Andrius Kubilius. Putin Is Not The President

2024-03-18 | Russia

While listening to the news of the Lithuanian radio, I hear them reporting: “With presidential elections taking place in Russia today … etc.”

There are no presidential elections in Russia today and no President has been elected in Russia. Because there was no possibility of electing anyone or choosing from anyone. And that  hasn’t been possible for a long time.

The 17 March “presidential election” in Russia was exactly the same as the “parliamentary elections” on 25 February in Belarus, that were neither elections nor to a parliament.

We all know very well that Belarus has neither a real Parliament nor a real President. It has the usurper Lukashenko, it has the dictator Lukashenko, but not the President Lukashenko. Any dictionary of international terms can tell us that the only person who can be called President is someone who has been elected in accordance with the international electoral standards enshrined in the Constitution and who acts in accordance with the Constitution. Elections, the Constitution and Lukashenko have nothing to do with each other.

The same with Putin: neither elections nor the Constitution. Therefore, by continuing to call him President, we are deceiving ourselves and the international community. Just as we are fooling ourselves by continuing to say that there was a presidential election in Russia today. There were no elections in Russia, and they did not elect or choose any President. We can call Putin whatever we like: dictator, war criminal, Kremlin mafia boss, but not elected President.

Russia does not have a President, nor does it have elections. And it won’t have as long as Putin is around. And it is not elections that will bring down the Kremlin regime.

The only difference between the dictators of the 20th century and those of the 21st century, both in Russia and throughout the world, is this: in the 20th century, dictators did not need any elections; in the 21st century, dictators like to pretend that they are supported by their citizens.

In the 20th century, under the Soviet empire, Stalin did not need any elections to stay in power as long as he wanted. In the 21st century, in the era of the restoration of the Russian Empire, Putin, for some reason, wants to have the simulation of “elections” in addition to being in power for as long as he wants. “Potemkin elections”, as Politico called today’s “special operation”.

At the end of the operation, Putin will write down whatever victorious figures he wants: how many participated and how many voted for him. Those figures mean nothing, and it would be a mistake to analyse them in the same way as we analyse the figures for the same factors at the end of elections in Lithuania or the United States.

The only more significant result of the day is that the Russian opposition, with its “Noon without Putin” action, has managed to demonstrate to Western politicians that there is a sufficiently strong anti-Putin potential for public sentiment in Russia.

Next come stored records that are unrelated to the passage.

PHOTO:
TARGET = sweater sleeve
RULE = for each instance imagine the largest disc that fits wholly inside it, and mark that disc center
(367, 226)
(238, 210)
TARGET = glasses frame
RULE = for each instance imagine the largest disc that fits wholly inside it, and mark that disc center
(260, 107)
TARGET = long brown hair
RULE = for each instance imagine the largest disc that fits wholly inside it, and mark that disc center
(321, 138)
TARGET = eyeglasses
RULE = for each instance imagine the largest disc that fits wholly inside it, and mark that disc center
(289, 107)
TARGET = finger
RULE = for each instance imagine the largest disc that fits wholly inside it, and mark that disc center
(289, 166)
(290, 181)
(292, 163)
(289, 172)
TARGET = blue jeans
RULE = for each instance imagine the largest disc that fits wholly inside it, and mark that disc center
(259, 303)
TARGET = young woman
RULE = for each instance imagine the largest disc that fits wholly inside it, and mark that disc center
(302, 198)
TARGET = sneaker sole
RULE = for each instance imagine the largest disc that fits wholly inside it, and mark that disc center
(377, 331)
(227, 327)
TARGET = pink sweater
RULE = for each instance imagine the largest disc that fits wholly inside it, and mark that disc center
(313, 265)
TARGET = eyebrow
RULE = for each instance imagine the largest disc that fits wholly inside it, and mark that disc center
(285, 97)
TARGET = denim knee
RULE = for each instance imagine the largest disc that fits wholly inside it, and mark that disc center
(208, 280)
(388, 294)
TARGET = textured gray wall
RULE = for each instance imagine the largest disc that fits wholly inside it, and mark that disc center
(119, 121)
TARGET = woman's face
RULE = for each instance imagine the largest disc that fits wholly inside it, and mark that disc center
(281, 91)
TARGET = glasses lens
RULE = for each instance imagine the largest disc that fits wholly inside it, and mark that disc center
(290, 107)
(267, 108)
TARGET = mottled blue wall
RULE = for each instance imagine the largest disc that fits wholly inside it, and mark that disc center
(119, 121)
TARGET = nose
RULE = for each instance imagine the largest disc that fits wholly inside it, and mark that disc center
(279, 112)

Changes in Russia will only come after the victory in Ukraine. And that is only – maybe – it will come. But for Ukraine to prevail, the West needs to stop being afraid of the collapse of the Putin regime and to stop being afraid of supporting Ukraine until its crushing victory. Today, such fears exist and they are  preventing Ukraine from receiving maximum support. For the West to stop being afraid, it needs to believe that a post-Putin Russia can be different. Today, the Russian opposition has tried to show this.

After today, the West must draw some simple conclusions:

  • Russia has a clear alternative: a Russia without elections or a Russia without Putin; as long as there is Putin, there will be no elections.
  • After today, Putin is neither elected nor President. All the other titles – dictator, war criminal, Kremlin mafia boss – fit him. Talking about Putin’s legitimacy is the same as talking about the legitimacy of a mafia boss.
  • Peace on the European continent is only possible when not only Russia is crushed in Ukraine, but also when Putin is no longer in the Kremlin. Therefore, the Western coalition “for Ukraine” must become an “anti-Putin” coalition, in the same way that the West was united by an “anti-Hitler” coalition during the Second World War. This is the only way to victory for Ukraine and to our security. The West is not yet united in such an “anti-Putin” coalition. And that is the biggest problem for Ukraine, for us and for the wider West.

Let’s try to act on it: that’s the main conclusion of the day. Let’s try to persuade the West to take on Putin seriously. Just as the West took on Hitler during World War II.